Lukaku decide al final, Nápoles celebra en las redes sociales

Hay quien sabe poner su firma más que los demás. Se trata de Rasmus Hojlund, que también marcó en Verona, pero por una vez al inicio del partido. Fue él quien venció al Génova con este penalti tan fuerte, fue él quien marcó tres goles más muy importantes en el último tiempo del partido. Contra el Génova, en la ida, apareció en el minuto 75, pero en el 78 logró golpear a la Juventus, volviendo loco a Maradona. Nunca para, Rasmus, especialmente cuando Kevin De Bruyne estaba allí para cubrirle las espaldas. Como en la Liga de Campeones, contra el Sporting, con este gol a diez minutos del final que dio a la afición -pero también a su propio club- la esperanza de vivir una experiencia europea diferente. Había furia en su deseo de marcar, había esperanza de poder llevar al Napoli a algo diferente. No resultó así, pero los goles tardíos permanecen y cuentan. El danés aportó 9 puntos al campeonato que probablemente tendrán un impacto significativo cuando finalmente se cuente el total. Y también veremos dónde estamos esta vez. Pero de la temporada 2025/26 se desprende más de una lección: un equipo cansado, sin muchos jugadores lesionados, con todos los outsiders al frente, también sabe dar su opinión cuando alguien ya ha abandonado el estadio. Perfecta extensión de su entrenador.
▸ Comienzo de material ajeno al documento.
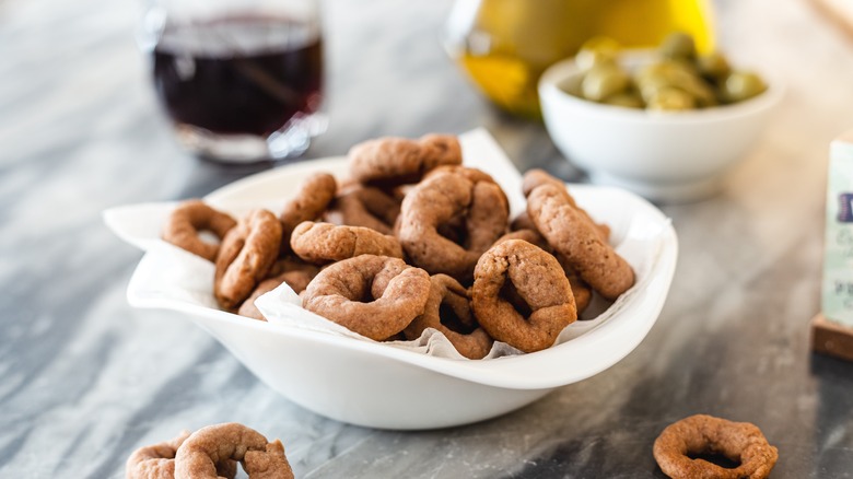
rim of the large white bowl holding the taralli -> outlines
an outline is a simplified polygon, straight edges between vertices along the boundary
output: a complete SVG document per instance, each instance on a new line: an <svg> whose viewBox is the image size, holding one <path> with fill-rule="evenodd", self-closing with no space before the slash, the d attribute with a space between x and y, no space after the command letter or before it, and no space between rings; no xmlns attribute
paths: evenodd
<svg viewBox="0 0 853 479"><path fill-rule="evenodd" d="M246 199L243 195L255 192L255 188L253 188L255 185L260 185L265 182L274 183L277 178L292 178L297 172L314 172L318 168L339 171L336 166L339 167L343 161L340 157L323 159L316 162L299 163L261 172L225 185L206 196L205 199L211 203L230 199L245 201ZM454 360L371 341L354 340L353 338L328 332L284 327L265 322L247 322L245 318L232 313L177 300L140 294L136 287L137 282L141 280L138 278L139 266L128 284L128 302L135 307L172 309L186 313L190 316L189 319L202 329L207 329L203 325L205 320L224 322L241 328L261 329L265 330L265 334L309 340L317 344L346 348L358 353L376 354L445 376L499 388L550 389L564 386L591 377L615 365L640 344L661 314L673 281L678 256L678 240L671 222L659 209L645 199L620 188L592 185L570 185L570 187L581 202L583 202L584 196L594 196L596 194L611 196L615 201L631 201L638 208L638 213L651 214L659 221L662 226L662 245L648 270L648 281L644 284L644 288L650 290L650 294L638 293L634 299L635 302L630 303L638 311L642 308L645 312L643 317L638 318L631 314L615 315L607 322L596 325L589 331L571 341L537 351L536 353L503 357L488 361ZM143 257L142 261L144 259ZM140 261L140 265L142 261ZM620 347L612 348L611 344L615 341L618 341ZM593 353L597 359L594 362L589 362L587 359ZM565 364L573 364L576 367L565 367ZM537 374L537 372L540 374Z"/></svg>

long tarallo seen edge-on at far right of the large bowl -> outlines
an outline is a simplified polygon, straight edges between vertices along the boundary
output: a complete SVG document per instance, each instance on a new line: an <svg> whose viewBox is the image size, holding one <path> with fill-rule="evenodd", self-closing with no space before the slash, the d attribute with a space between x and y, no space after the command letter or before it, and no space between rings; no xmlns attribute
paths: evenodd
<svg viewBox="0 0 853 479"><path fill-rule="evenodd" d="M634 272L566 197L565 188L538 186L527 197L527 213L581 279L605 299L616 300L633 285Z"/></svg>

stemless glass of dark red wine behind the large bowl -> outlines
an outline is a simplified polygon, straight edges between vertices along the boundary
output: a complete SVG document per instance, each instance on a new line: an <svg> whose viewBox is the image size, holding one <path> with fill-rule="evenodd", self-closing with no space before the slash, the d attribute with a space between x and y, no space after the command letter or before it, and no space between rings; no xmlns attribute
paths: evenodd
<svg viewBox="0 0 853 479"><path fill-rule="evenodd" d="M147 13L160 103L198 156L302 154L325 130L319 0L160 0Z"/></svg>

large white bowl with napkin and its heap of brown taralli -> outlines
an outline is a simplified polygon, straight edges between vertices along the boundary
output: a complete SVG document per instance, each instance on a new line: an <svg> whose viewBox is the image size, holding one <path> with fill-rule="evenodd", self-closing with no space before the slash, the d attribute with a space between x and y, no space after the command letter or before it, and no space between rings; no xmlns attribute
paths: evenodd
<svg viewBox="0 0 853 479"><path fill-rule="evenodd" d="M371 140L104 218L145 250L132 306L191 320L308 410L398 430L496 417L616 364L678 249L644 199L523 177L484 130Z"/></svg>

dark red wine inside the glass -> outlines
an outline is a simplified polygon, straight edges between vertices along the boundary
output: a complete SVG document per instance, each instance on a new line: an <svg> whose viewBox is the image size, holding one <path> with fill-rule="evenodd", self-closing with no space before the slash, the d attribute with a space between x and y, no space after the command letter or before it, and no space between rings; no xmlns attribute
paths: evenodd
<svg viewBox="0 0 853 479"><path fill-rule="evenodd" d="M154 85L176 122L266 137L319 106L322 50L317 27L287 19L166 25Z"/></svg>

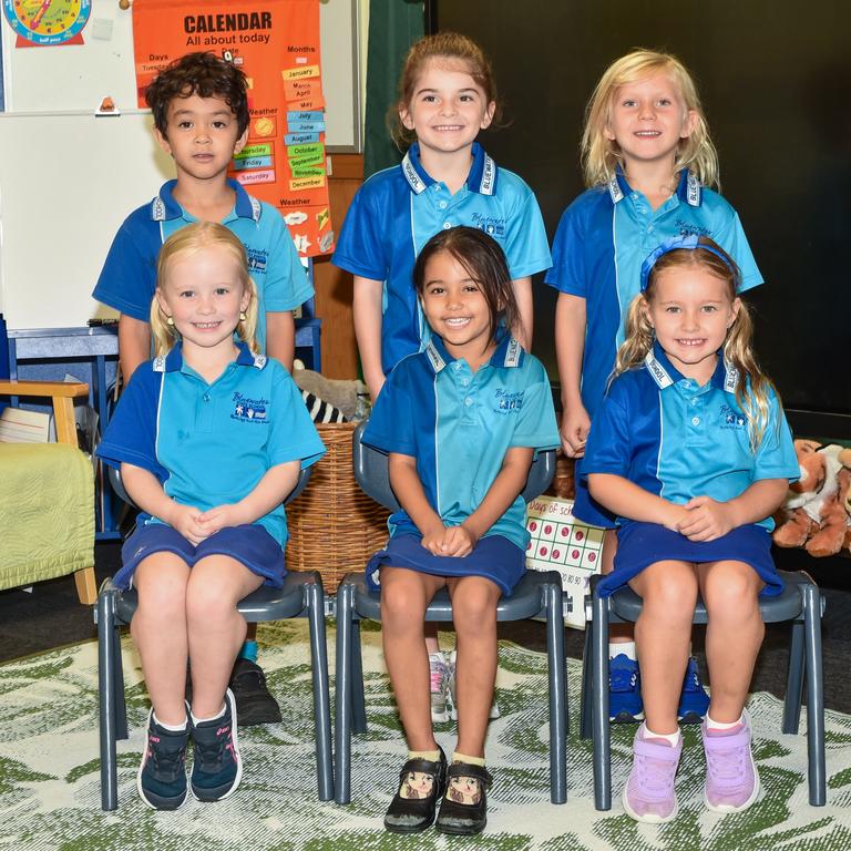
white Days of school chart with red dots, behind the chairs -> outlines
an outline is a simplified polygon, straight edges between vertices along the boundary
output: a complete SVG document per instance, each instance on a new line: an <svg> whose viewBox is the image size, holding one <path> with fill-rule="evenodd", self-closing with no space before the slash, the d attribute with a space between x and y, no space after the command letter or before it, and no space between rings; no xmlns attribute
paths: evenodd
<svg viewBox="0 0 851 851"><path fill-rule="evenodd" d="M573 502L555 496L539 496L530 502L526 529L532 536L526 547L526 567L562 574L562 587L572 601L572 611L565 607L565 623L583 628L588 577L599 571L603 530L576 520Z"/></svg>

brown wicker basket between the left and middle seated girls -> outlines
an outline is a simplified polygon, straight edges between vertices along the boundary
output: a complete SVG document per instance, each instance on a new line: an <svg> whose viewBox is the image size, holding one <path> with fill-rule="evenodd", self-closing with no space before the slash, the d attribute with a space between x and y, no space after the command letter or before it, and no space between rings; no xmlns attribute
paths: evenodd
<svg viewBox="0 0 851 851"><path fill-rule="evenodd" d="M387 543L389 512L358 488L351 469L356 423L316 423L325 455L310 481L287 505L287 568L319 571L327 594L340 580L362 571L372 553Z"/></svg>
“Siempre hay que felicitar a este grupo”, recuerda Conte después de cada partido. Y no es coincidencia. No es casualidad que hayamos ganado como lo hicimos en Verona, incluso después de una actuación poco brillante en el partido y en el campo del último equipo en la clasificación. El equipo tiene hoy un solo objetivo: llegar vivo a la playa, una playa que rima con clasificación para la Liga de Campeones. No es mucho, pero tampoco poco. El logro final de un año que nos dio una Supercopa extra para sumar al marcador y muchos aprendizajes puestos aquí y allá para llevarnos algo el año que viene también. Con Turín y Lecce por delante en los próximos dos partidos de Maradona, esperemos que no tengamos que esperar hasta el último minuto. Pero incluso cuando hay batalla, Nápoles ha demostrado que está ahí, que es fuerte, que no iza la bandera blanca prematuramente. Y saber ayudarse unos a otros hasta el último golpe. Con la recuperación de Lukaku o con el sentido del gol de Hojlund, con las piernas de Anguissa y quien se encontrará a disposición de Conte para esta decisión de los partidos que quedan. Luego se trazará una línea y se felicitarán a todos. Esperando que el foto final de este campeonato no arruine los sueños azules. Canciones de gloria, sueños europeos.